Überhaupt war die ÖVP mit der Umsetzung des Asylpakts durchaus zufrieden. Gödl erkannte nicht die Lösung aller Probleme, jedoch zumindest eine Trendwende und „die größte Verschärfung seit 20 Jahren“.
Karner blickte schon in die Zukunft. Er sieht sowohl Verfahren, die in Staaten außerhalb der Union durchgeführt werden, als auch Abschiebungen in Länder, die nicht Herkunftsstaat seien, aber in der Region liegen, bereits am Horizont.
SPÖ und NEOS sehen mehr Ordnung
Für SP-Sicherheitssprecher Maximilian Köllner bringt der Asylpakt erstmals einheitliche Regeln und Pflichten für alle EU-Staaten und das ausnahmslos. Endlich komme ein System, das Migration ordne, Verfahren beschleunige und die Außengrenzen schütze.

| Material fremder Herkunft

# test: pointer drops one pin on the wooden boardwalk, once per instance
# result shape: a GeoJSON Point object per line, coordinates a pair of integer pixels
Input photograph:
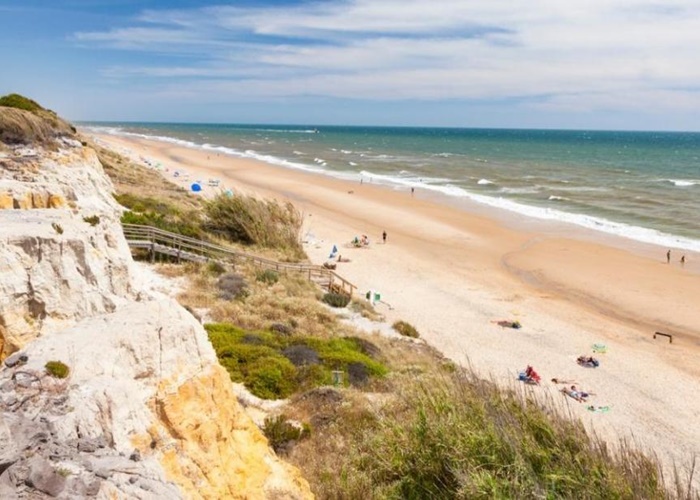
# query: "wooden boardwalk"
{"type": "Point", "coordinates": [180, 247]}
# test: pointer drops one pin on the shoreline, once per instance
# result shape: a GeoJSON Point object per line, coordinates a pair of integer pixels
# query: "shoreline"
{"type": "Point", "coordinates": [450, 272]}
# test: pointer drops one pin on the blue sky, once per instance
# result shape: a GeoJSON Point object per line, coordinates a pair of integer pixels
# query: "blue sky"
{"type": "Point", "coordinates": [593, 64]}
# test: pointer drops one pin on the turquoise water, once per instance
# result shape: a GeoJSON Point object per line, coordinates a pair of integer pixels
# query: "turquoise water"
{"type": "Point", "coordinates": [642, 185]}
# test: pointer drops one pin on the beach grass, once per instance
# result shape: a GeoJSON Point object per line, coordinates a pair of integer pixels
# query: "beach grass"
{"type": "Point", "coordinates": [458, 436]}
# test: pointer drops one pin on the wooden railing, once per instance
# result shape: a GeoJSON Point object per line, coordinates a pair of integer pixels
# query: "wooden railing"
{"type": "Point", "coordinates": [185, 248]}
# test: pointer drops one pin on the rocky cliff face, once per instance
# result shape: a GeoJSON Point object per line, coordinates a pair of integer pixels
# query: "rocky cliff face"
{"type": "Point", "coordinates": [146, 411]}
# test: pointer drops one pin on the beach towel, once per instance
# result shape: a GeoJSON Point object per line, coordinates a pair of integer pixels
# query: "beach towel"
{"type": "Point", "coordinates": [599, 348]}
{"type": "Point", "coordinates": [598, 409]}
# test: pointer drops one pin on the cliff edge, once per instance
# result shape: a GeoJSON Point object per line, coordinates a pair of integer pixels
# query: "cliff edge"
{"type": "Point", "coordinates": [144, 410]}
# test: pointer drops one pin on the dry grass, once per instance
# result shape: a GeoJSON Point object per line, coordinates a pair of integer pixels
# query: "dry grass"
{"type": "Point", "coordinates": [131, 178]}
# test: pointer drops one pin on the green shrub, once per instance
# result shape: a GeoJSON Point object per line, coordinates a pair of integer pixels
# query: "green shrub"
{"type": "Point", "coordinates": [267, 276]}
{"type": "Point", "coordinates": [405, 329]}
{"type": "Point", "coordinates": [271, 377]}
{"type": "Point", "coordinates": [276, 366]}
{"type": "Point", "coordinates": [57, 369]}
{"type": "Point", "coordinates": [281, 434]}
{"type": "Point", "coordinates": [336, 299]}
{"type": "Point", "coordinates": [232, 286]}
{"type": "Point", "coordinates": [261, 222]}
{"type": "Point", "coordinates": [93, 220]}
{"type": "Point", "coordinates": [19, 102]}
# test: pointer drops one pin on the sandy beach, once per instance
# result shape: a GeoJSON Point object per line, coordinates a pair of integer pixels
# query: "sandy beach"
{"type": "Point", "coordinates": [452, 272]}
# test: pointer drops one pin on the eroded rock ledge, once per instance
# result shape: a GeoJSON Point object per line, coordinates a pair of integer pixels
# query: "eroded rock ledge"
{"type": "Point", "coordinates": [146, 411]}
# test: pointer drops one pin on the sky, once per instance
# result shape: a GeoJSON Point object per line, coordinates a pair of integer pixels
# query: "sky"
{"type": "Point", "coordinates": [591, 64]}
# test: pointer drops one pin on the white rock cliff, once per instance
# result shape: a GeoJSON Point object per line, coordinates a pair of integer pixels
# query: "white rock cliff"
{"type": "Point", "coordinates": [146, 411]}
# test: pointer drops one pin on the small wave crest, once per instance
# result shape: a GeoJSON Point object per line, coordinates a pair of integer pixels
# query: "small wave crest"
{"type": "Point", "coordinates": [683, 182]}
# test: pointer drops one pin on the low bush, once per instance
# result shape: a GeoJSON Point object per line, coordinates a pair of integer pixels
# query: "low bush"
{"type": "Point", "coordinates": [281, 434]}
{"type": "Point", "coordinates": [273, 366]}
{"type": "Point", "coordinates": [405, 329]}
{"type": "Point", "coordinates": [57, 369]}
{"type": "Point", "coordinates": [301, 355]}
{"type": "Point", "coordinates": [19, 102]}
{"type": "Point", "coordinates": [338, 300]}
{"type": "Point", "coordinates": [267, 276]}
{"type": "Point", "coordinates": [248, 220]}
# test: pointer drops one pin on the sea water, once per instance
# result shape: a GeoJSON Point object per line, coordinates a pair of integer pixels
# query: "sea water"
{"type": "Point", "coordinates": [640, 185]}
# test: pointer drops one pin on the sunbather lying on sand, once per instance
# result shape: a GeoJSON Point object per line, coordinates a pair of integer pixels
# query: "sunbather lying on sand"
{"type": "Point", "coordinates": [508, 324]}
{"type": "Point", "coordinates": [588, 361]}
{"type": "Point", "coordinates": [562, 381]}
{"type": "Point", "coordinates": [530, 376]}
{"type": "Point", "coordinates": [573, 393]}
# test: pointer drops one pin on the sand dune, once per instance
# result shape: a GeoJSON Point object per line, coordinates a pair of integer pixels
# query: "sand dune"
{"type": "Point", "coordinates": [451, 270]}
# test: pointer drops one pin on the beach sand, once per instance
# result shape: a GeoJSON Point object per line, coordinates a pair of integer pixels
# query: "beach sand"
{"type": "Point", "coordinates": [451, 272]}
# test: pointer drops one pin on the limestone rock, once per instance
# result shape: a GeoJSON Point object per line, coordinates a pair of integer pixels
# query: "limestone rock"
{"type": "Point", "coordinates": [144, 380]}
{"type": "Point", "coordinates": [6, 201]}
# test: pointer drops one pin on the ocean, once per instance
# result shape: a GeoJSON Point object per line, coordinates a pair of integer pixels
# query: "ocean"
{"type": "Point", "coordinates": [640, 185]}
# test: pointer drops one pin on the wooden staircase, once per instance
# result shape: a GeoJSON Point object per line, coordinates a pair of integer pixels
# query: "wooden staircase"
{"type": "Point", "coordinates": [180, 247]}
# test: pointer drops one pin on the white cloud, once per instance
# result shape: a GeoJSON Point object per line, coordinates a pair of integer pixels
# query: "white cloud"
{"type": "Point", "coordinates": [598, 54]}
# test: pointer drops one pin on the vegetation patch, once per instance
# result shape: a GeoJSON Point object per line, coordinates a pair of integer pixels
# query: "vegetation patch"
{"type": "Point", "coordinates": [251, 221]}
{"type": "Point", "coordinates": [57, 369]}
{"type": "Point", "coordinates": [338, 300]}
{"type": "Point", "coordinates": [273, 366]}
{"type": "Point", "coordinates": [405, 329]}
{"type": "Point", "coordinates": [282, 434]}
{"type": "Point", "coordinates": [232, 286]}
{"type": "Point", "coordinates": [267, 276]}
{"type": "Point", "coordinates": [20, 102]}
{"type": "Point", "coordinates": [458, 436]}
{"type": "Point", "coordinates": [148, 211]}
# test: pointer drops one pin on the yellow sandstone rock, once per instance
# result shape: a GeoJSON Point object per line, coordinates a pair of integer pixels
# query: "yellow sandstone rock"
{"type": "Point", "coordinates": [24, 202]}
{"type": "Point", "coordinates": [219, 451]}
{"type": "Point", "coordinates": [6, 201]}
{"type": "Point", "coordinates": [40, 200]}
{"type": "Point", "coordinates": [56, 201]}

NEOS-Klubchef Yannick Shetty erwartet ebenfalls mehr Ordnung, mehr Kontrolle und mehr Gerechtigkeit. Es brauche verstärkte Zusammenarbeit in Europa, um die großen Herausforderungen bewältigen zu können.
Die FPÖ wandte sich in der gleich über zwei Debatten geführten Aussprache vehement gegen den Asylpakt. Klubobmann Herbert Kickl prophezeite eine Zwangsverteilung von Flüchtlingen über Europa, die Österreich neuerlich treffen werde. Dem widersprach Karner. Österreich werde vom so genannten Solidaritätsmechanismus ausgenommen, weil man in den vergangenen Jahren überlastet gewesen sei.
Scharfe Kritik der Freiheitlichen
Davon ließen sich die Freiheitlichen nicht überzeugen. Sicherheitssprecher Gernot Darmann spottete, dass die Koalition offenbar zufrieden sei, wenn die „Massenmigration“ nun kontrolliert ablaufe. Insgesamt erkannte er in der Zustimmung einen „frevelhaften Akt“. Kickl gab die freiheitliche Linie vor. Er will überhaupt keine Asyl-Anträge mehr in Österreich und eine Rückführung von Flüchtlingen.
Seitens der Grünen gestand die Abgeordnete Agnes Prammer immerhin zu, dass der Asylpakt bei Abschiebungen ein Fortschritt sei. Durch die Zusammenarbeit auf EU-Ebene würden größere und bessere Lösungen möglich. Auch die gemeinsame Obsorge wurde positiv bewertet.